Biographical Information
Avison was born in Galt, Ontario. Her father, a Methodist minister, was transferred to parishes in Regina and, later, Calgary, during her childhood. Avison has described the impact of growing up on Canada's western prairies: "The landscape around southern Alberta permanently defined space for me." Avison became aware of the suffering of others when she witnessed the intense poverty of the Great Depression. Some critics suggest that the existence of such economic and social disparity may have caused Avison's religious faith to diminish as she grew into her older teens. While she remained active in Christian community service groups, she stopped attending church for close to twenty years. In 1931 she returned to Ontario, and in 1936 she began attending Victoria College at the University of Toronto. Her earliest poems and essays appeared in a campus publication called Acta Victoriana. In 1939 her poem "Gatineau" appeared in Canadian Poetry Magazine. Avison completed her arts degree in 1940. After graduation she held a number of temporary jobs, including file clerk, librarian, research assistant, teacher, and freelance writer. Her work was featured in the 1943 edition of A. J. M. Smith's anthology The Book of Canadian Poetry. Avison also wrote a textbook, History of Ontario (1951), for junior high school students. She was awarded a Guggenheim Fellowship in 1956–57, which she used to travel to Chicago. There she completed her first poetry anthology, Winter Sun,

Major Works
Avison is not a prolific poet; she has published only four collections of new verse during a career that has spanned over four decades. Her earliest collection, Winter Sun, explores humanity's search for meaning and significance in the modern world and examines humankind's relationship to its physical surroundings, both natural landscapes and cities. Many of these poems are short lyrics that bring together a wide variety of sensory images. One of Avison's principal concerns in Winter Sun is perception, and she consistently emphasizes looking at the familiar in new and thought-provoking ways. Ernest H. Redekop has argued that "there is a profound sense in Avison's poems that the world must not be forced into ordinary limits of sight and articulation." In the poem "Perspective," for instance, Avison attacks linear perspective, arguing "Your seeing is diseased / that cripples space." In her second collection, The Dumbfounding, Avison expresses her wonder at her own rediscovered faith.

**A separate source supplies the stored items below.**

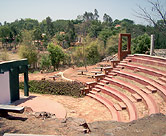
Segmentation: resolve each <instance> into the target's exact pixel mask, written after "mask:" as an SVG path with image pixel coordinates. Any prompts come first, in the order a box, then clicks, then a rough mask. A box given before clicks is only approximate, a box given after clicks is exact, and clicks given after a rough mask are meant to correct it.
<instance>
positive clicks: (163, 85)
mask: <svg viewBox="0 0 166 136" xmlns="http://www.w3.org/2000/svg"><path fill="white" fill-rule="evenodd" d="M156 81H157V83H159V84H160V85H163V86H166V82H164V81H162V80H156Z"/></svg>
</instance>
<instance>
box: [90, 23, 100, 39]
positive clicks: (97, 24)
mask: <svg viewBox="0 0 166 136" xmlns="http://www.w3.org/2000/svg"><path fill="white" fill-rule="evenodd" d="M101 30H102V27H101V22H100V21H97V20H95V21H92V22H91V25H90V26H89V35H90V37H93V38H97V37H98V35H99V32H100V31H101Z"/></svg>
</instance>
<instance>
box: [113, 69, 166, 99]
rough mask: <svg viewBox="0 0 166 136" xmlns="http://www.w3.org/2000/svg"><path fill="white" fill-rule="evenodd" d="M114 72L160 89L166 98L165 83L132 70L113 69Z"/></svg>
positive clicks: (128, 77) (164, 97)
mask: <svg viewBox="0 0 166 136" xmlns="http://www.w3.org/2000/svg"><path fill="white" fill-rule="evenodd" d="M113 72H116V73H117V74H118V75H119V76H123V77H125V78H128V79H131V80H134V81H136V82H139V83H141V84H144V85H151V86H153V87H154V88H156V89H157V90H158V91H160V92H161V93H162V94H163V98H164V99H166V87H165V86H164V85H161V84H159V83H158V82H156V81H155V80H152V79H150V78H148V77H145V76H142V75H138V74H134V73H131V72H126V71H115V70H113Z"/></svg>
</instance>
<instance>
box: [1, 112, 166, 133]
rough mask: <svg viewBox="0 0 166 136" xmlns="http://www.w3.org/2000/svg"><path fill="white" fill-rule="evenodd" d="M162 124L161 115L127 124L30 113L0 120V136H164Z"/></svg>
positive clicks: (147, 117) (10, 116)
mask: <svg viewBox="0 0 166 136" xmlns="http://www.w3.org/2000/svg"><path fill="white" fill-rule="evenodd" d="M47 114H48V113H47ZM165 122H166V116H165V115H164V114H152V115H151V116H147V117H144V118H142V119H138V120H134V121H132V122H129V123H122V122H115V121H97V122H92V123H86V121H85V120H84V119H81V118H72V117H68V118H66V119H56V118H55V117H49V118H39V117H38V116H37V117H36V116H34V114H32V113H24V114H14V113H12V114H10V116H8V117H6V118H3V117H1V118H0V136H2V135H3V134H4V133H24V134H45V135H55V134H57V135H67V136H83V135H86V136H164V135H165V134H166V123H165Z"/></svg>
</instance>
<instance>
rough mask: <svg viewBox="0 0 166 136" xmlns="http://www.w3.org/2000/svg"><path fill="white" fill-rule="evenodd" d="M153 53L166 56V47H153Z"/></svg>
mask: <svg viewBox="0 0 166 136" xmlns="http://www.w3.org/2000/svg"><path fill="white" fill-rule="evenodd" d="M154 54H155V56H159V57H164V58H166V49H155V50H154Z"/></svg>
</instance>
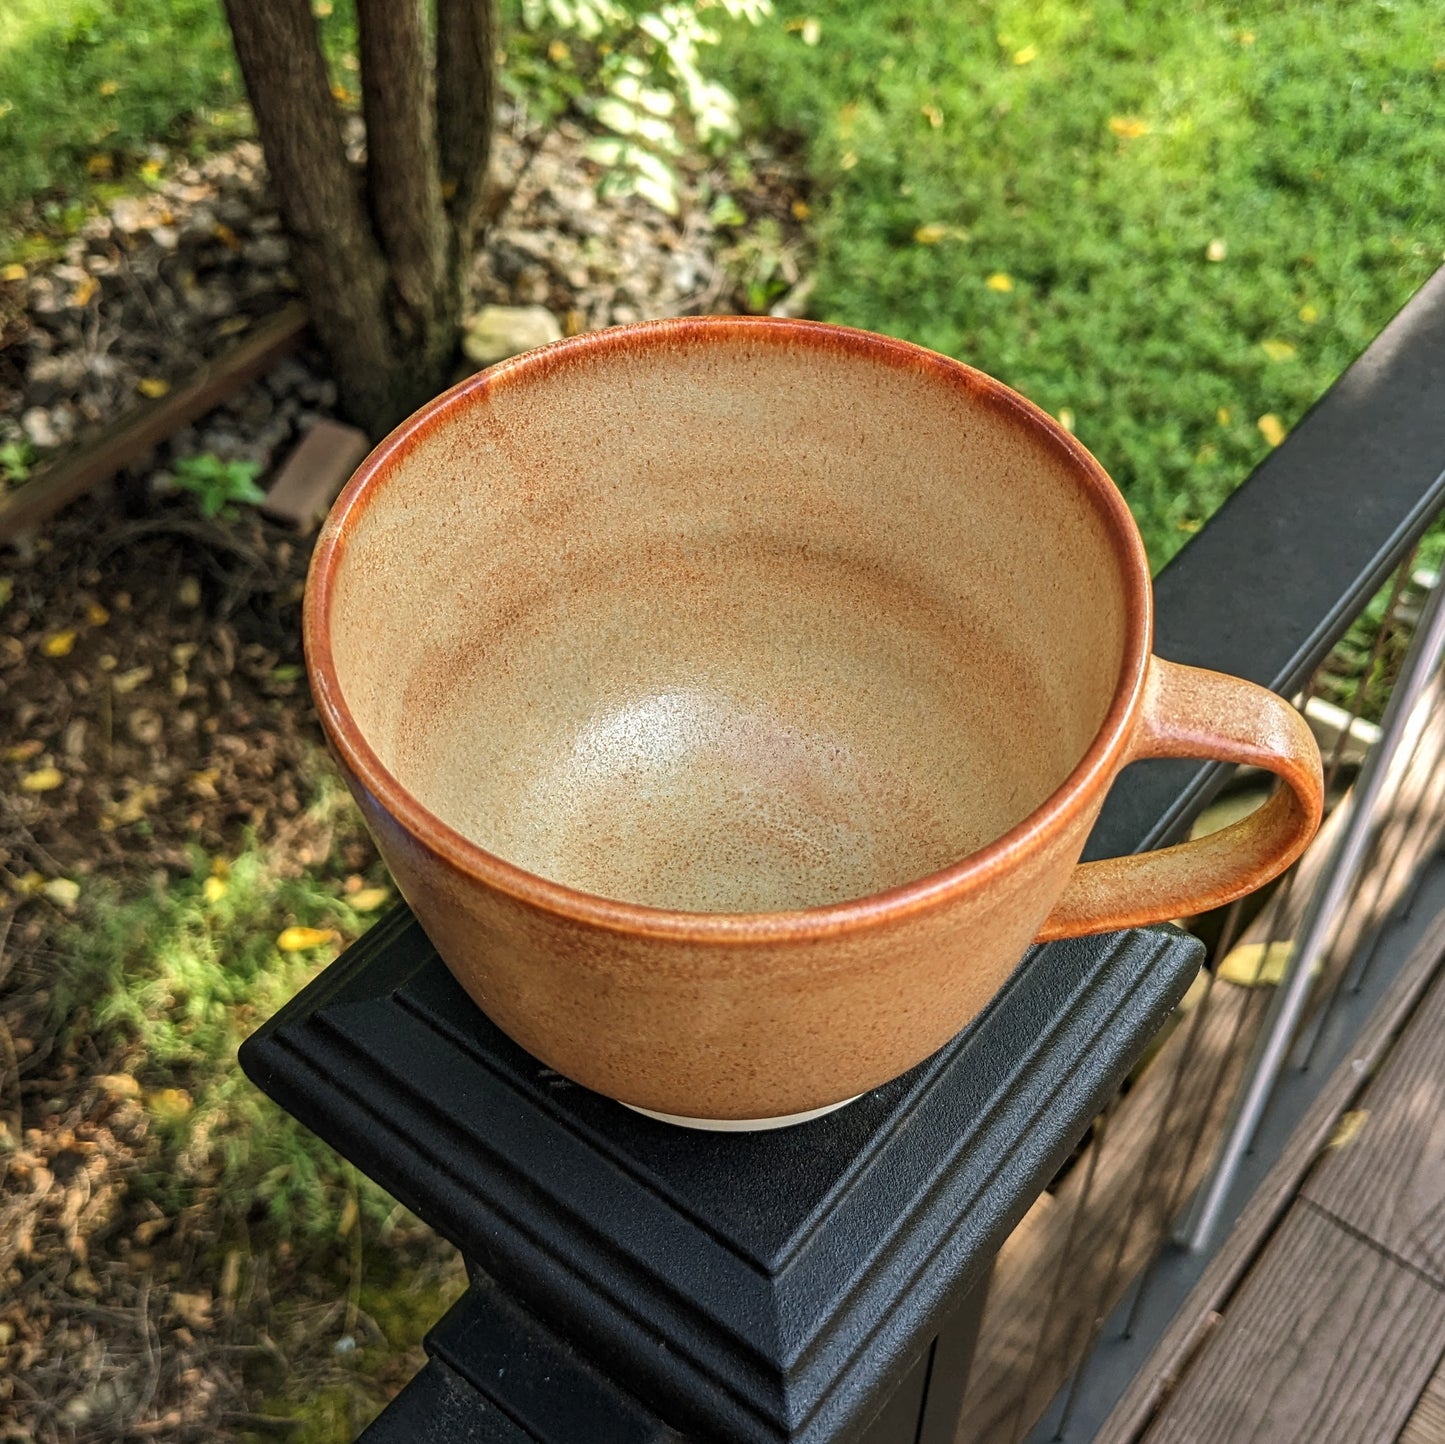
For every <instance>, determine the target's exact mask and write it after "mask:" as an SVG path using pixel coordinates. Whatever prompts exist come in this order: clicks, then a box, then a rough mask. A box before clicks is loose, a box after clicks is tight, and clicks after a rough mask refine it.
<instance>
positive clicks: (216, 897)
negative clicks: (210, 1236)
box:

She employs many of the same poetic techniques found in Winter Sun, but the focus in this collection is on humankind's perception of and relationship to God, whom Avison depicts as immediate, personal, loving, and forgiving. In "First," Avison argues that the divine will not fit within humanity's intellectual constructs: "In the mathematics of God / there are percentages beyond one hundred." Such themes as communion, regeneration, and revelation are common in these poems, which frequently incorporate images of light and darkness. Both sunblue and No Time reconfirm Avison's commitment to her Christian faith. Fourteen of the poems from sunblue, for example, are interpretations of biblical texts. In conjunction with their Christian themes, Avison's poems often celebrate the creative power of the imagination as well as examining the concept of paradoxes and depicting people and landscapes from conflicting viewpoints.
Critical Reception
Among those familiar with her verse, Avison has the reputation of being a cerebral poet. Her work has been characterized as "intellectual" and "deliberate"; her use of word-play, disconcerting shifts in viewpoint, complex metaphors, and literary allusions make her poetry a challenge to read. Critical response to Avison's works has generally been positive. Commentators have praised Avison's use of complex language not as an end in itself, but as a means to accurately convey her subject matter: the love and power of God. Some secularist critics have found her post-conversion poetry too dogmatic. While Avison's defenders admit that the poet's religious preference is readily apparent in her work, they claim that the purpose of Avison's poetry goes beyond that of simple religious proselytizing.